Stiles’ writing style is no utilitarian prose, but does sing at many points. His most memorable lines are replete with repetition and parellism, making for enjoyable reading and easy memorization:

Notice this commitment to faithful living, to action, to doing – including evangelism – only comes after we have answered the question of who we are to be, that is, people of faith in Christ. To share faith means that we must have faith first. (18)

Pragmatic evangelism is about promotion…Jesus regularly told his disciples not to talk about him. Part of the reason so many are baffled by this command is our pragmatic commitment to promotional evangelism. Jesus understood that in the disciples’ desire to promote, they would promote the wrong things in the wrong way. (20)

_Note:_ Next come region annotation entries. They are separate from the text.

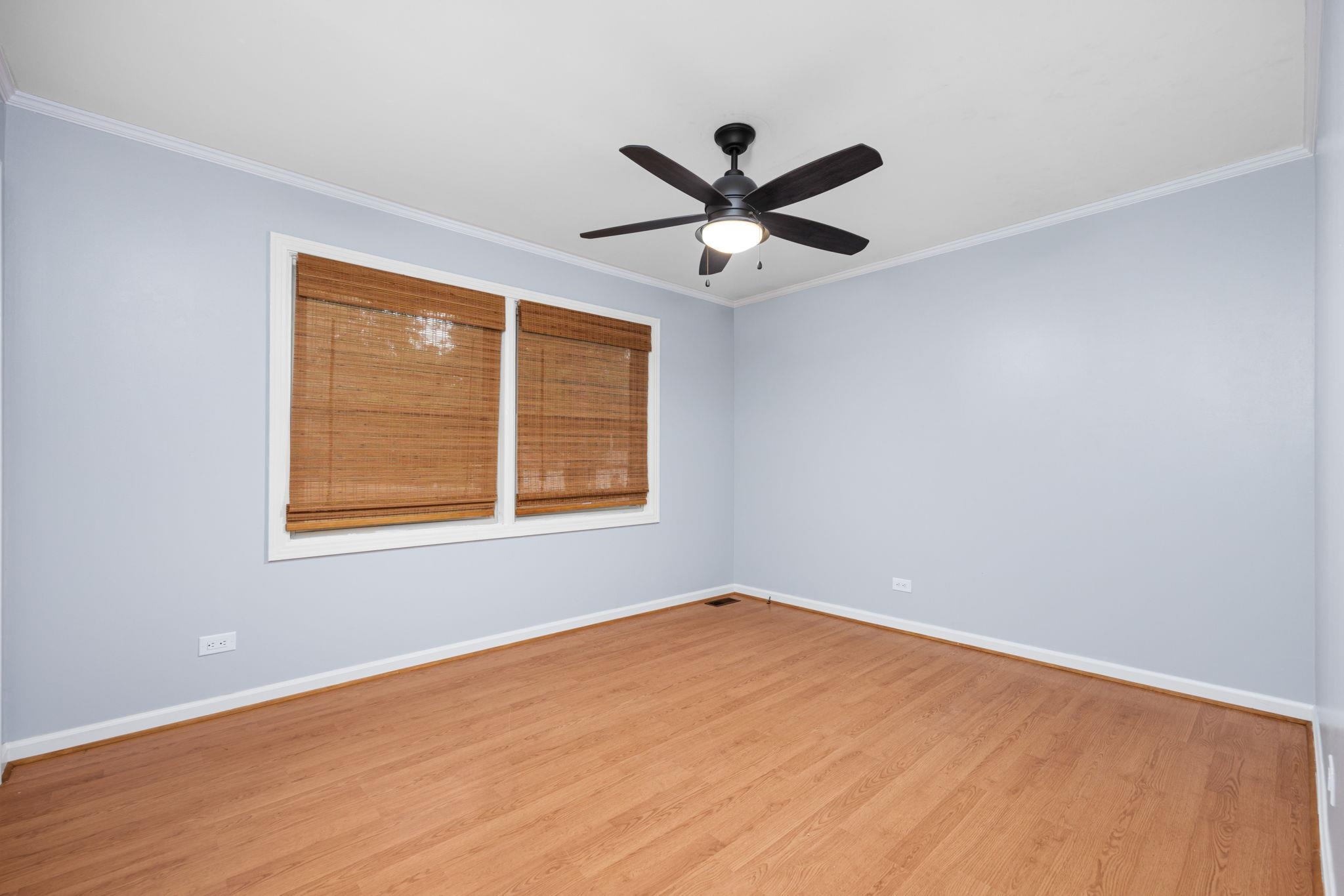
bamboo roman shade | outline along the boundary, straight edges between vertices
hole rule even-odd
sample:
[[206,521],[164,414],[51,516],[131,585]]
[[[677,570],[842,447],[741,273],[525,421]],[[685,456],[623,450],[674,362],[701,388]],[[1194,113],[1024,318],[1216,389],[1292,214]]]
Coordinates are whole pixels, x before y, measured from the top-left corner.
[[517,514],[640,506],[652,330],[519,302]]
[[290,532],[495,513],[504,298],[298,257]]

Caring for others represents the gospel, it upholds the gospel, it points to the gospel, it’s an implication of the gospel, but it is not the gospel, and it is not equal to the gospel. (69)

If anything is needed in Christian witness today, it is boldness. We don’t need bigger and better music ministries, longer prayer walks or nice church foyers. We need boldness – wise boldness, gracious boldness, boldness rooted in the hope and that we have in the gospel, boldness mixed with love, but boldness nonetheless. (83)

I believe I’ve made my point that Stiles is a winsome writer, but because “the greatest of these is love”, here is one more quote:

God is love. The apostle John writes of Christ’s love as an eyewitness. When John wrote, “God is love” (1 John 4:16), it came with memories of walking side by side with the Lord of love, listening to the teachings of love, watching love’s greatest action as Christ hung on the cross. (92)

In my opinion, this book belongs on the shelf next to other gospel-centered books such as Living the Cross-Centered Life by C.J. Mahaney and The Gospel for Real Life by Jerry Bridges. In his introduction to Marks of the Messenger, Mark Dever (himself the author of The Gospel and Personal Evangelism) describes how “reading this book is a lot like listening to [Stiles] talk – an enjoyable experience, where excitement and wisdom mingle freely.” Having read the book, I can attest that by the end of it, you feel you know Mack.

But so much more importantly, you feel as though you know God in Christ a bit better and want to share the message; that your boldness quotient in sharing the gospel has skyrocketed; that your apprehension of the gospel is secure; that there is nothing more important in life than guarding and sharing the gospel, letting its implications work out in everyday life. Those are the marks of a gospel messenger.